Sabrina Schaeffer: This is the pot calling the kettle black. If I recall, ObamaCare was passed in the middle of the night. I don't think a whole lot of transparency. If we want to talk about transparency, one thing we need in health care is transparency, price transparency so consumers know what they cost and should cost and we do not have that under ObamaCare and that's the direction we ought to be moving in.
NEW FOCUS ON PRESIDENT TRUMP'S PROPOSED EPA BUDGET CUTS AS ENVIROMENTALISTS CRY FOUL
John Tamny: Well, Trump's critics get it exactly backwards. What puts our environment at risk is the lack of economic growth when the economy is not growing we don't care as much about the environment so the paradoxical truth is that if you want to improve the environment, slash the EPA budget and allow the U.S. economy to grow
Bruce Japsen: Welcome, you can't improve the economy of a place like Flint, Michigan, if you don't have clean water to drink, so you have situations in these budgets at EPA, you have great lakes has pollution cleanup programs that are in there. I mean, who is going to take care of that? I mean, if this is going to be cut, that's a bad thing.
Steve Forbes: Well, the fact of the matter is, John is right, first you need the resources to do it, David. But also the EPA wastes a lot of money on fuel standards, on this clean power act, which would put the utilities out of business, gratuitously and in terms of cleaning up water, the funds are there to do it, specific programs, but the EPA has gone way, way beyond that. You could cut that agency in half and we'd have a cleaner environment.
Elizabeth MacDonald: Some of the cuts bring the EPA and other agencies back to where they were ten years ago.
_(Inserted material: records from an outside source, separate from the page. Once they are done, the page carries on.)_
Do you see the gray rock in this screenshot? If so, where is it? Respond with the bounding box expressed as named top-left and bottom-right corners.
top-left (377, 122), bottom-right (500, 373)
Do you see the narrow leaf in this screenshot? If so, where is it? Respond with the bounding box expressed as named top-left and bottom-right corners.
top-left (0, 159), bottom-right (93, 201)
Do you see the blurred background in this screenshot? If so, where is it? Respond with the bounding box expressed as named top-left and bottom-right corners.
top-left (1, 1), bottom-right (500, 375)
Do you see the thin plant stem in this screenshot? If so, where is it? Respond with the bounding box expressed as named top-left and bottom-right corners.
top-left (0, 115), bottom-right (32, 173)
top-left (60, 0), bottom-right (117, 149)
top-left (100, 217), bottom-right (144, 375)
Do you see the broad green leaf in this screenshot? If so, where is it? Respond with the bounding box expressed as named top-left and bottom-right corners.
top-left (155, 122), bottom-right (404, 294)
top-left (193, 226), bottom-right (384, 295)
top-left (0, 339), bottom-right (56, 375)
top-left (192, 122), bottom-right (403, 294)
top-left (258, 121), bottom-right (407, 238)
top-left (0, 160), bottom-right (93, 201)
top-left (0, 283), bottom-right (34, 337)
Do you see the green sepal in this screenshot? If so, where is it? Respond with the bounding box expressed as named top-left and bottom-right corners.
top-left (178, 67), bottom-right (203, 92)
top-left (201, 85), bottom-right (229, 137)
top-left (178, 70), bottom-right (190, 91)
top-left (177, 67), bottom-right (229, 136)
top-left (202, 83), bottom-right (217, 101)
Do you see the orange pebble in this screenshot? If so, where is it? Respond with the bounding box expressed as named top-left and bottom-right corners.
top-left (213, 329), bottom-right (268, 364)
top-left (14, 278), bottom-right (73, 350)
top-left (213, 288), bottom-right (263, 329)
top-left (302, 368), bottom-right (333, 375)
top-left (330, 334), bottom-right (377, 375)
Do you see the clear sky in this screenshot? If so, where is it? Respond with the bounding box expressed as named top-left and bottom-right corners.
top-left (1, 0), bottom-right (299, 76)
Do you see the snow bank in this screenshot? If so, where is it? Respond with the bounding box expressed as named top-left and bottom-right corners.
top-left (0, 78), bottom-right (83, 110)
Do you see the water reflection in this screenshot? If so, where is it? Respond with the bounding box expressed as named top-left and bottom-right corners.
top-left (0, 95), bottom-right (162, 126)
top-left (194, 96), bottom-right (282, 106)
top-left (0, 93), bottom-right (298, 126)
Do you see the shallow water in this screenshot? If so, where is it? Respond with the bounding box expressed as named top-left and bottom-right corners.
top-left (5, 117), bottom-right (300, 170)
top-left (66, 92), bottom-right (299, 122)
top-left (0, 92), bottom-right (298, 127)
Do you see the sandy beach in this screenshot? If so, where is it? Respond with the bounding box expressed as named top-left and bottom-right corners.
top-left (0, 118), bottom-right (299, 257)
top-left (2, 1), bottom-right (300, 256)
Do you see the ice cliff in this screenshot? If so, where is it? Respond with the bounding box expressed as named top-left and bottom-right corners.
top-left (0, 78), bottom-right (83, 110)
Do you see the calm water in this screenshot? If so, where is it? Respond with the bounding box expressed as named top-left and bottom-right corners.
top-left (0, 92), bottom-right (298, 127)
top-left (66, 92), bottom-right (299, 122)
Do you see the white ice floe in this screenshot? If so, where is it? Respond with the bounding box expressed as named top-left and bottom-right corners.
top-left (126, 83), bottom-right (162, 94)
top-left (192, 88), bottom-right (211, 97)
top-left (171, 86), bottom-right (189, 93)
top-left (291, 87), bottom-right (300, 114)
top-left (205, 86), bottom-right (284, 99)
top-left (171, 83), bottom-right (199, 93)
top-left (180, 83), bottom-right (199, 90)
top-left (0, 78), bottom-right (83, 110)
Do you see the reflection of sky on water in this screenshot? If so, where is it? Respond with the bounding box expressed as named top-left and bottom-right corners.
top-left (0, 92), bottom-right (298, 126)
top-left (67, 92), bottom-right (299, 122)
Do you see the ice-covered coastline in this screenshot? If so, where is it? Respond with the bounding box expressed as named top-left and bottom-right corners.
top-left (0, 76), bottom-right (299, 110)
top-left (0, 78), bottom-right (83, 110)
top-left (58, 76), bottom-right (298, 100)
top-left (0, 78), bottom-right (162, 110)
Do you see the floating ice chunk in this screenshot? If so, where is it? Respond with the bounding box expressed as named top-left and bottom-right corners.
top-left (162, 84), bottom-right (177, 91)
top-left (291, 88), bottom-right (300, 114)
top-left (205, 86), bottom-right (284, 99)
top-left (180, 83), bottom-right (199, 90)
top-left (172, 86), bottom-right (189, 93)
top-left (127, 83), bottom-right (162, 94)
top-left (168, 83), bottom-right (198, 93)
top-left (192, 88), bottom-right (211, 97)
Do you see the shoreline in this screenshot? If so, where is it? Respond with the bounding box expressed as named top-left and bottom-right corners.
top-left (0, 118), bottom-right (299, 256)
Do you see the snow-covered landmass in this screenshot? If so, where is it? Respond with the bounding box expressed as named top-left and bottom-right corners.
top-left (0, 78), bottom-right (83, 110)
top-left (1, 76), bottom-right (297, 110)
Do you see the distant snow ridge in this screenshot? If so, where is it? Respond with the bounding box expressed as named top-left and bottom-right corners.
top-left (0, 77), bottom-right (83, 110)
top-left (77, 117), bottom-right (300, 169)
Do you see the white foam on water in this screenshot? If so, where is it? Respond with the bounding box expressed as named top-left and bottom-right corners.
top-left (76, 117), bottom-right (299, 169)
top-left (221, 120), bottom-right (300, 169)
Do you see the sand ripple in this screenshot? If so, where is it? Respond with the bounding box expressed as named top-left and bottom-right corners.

I agree with Steve, you know, we don't want pollution; we want clean water, but let's get rid of the costly circus plate spinning acts like biofuels and solar and wind and let the market figure that out.
Mike Ozanian: And Trump is absolutely right. One of the things the fuel standards have done, David, they've caused auto companies to make much lighter cars which make them more dangerous and raise the price. Under Obama, EPA added almost 4,000 of rules, costing the economy $50 billion.
Sabrina Schaeffer: I hope so. The EPA has become an ideological organization which is why it's not effective. To Bruce's point the reason that a place like Flint, Michigan happened. The idea that pouring more money into the EPA would help the people in flint, Michigan would be insane. The poor people are still buying water because they don't trust the government.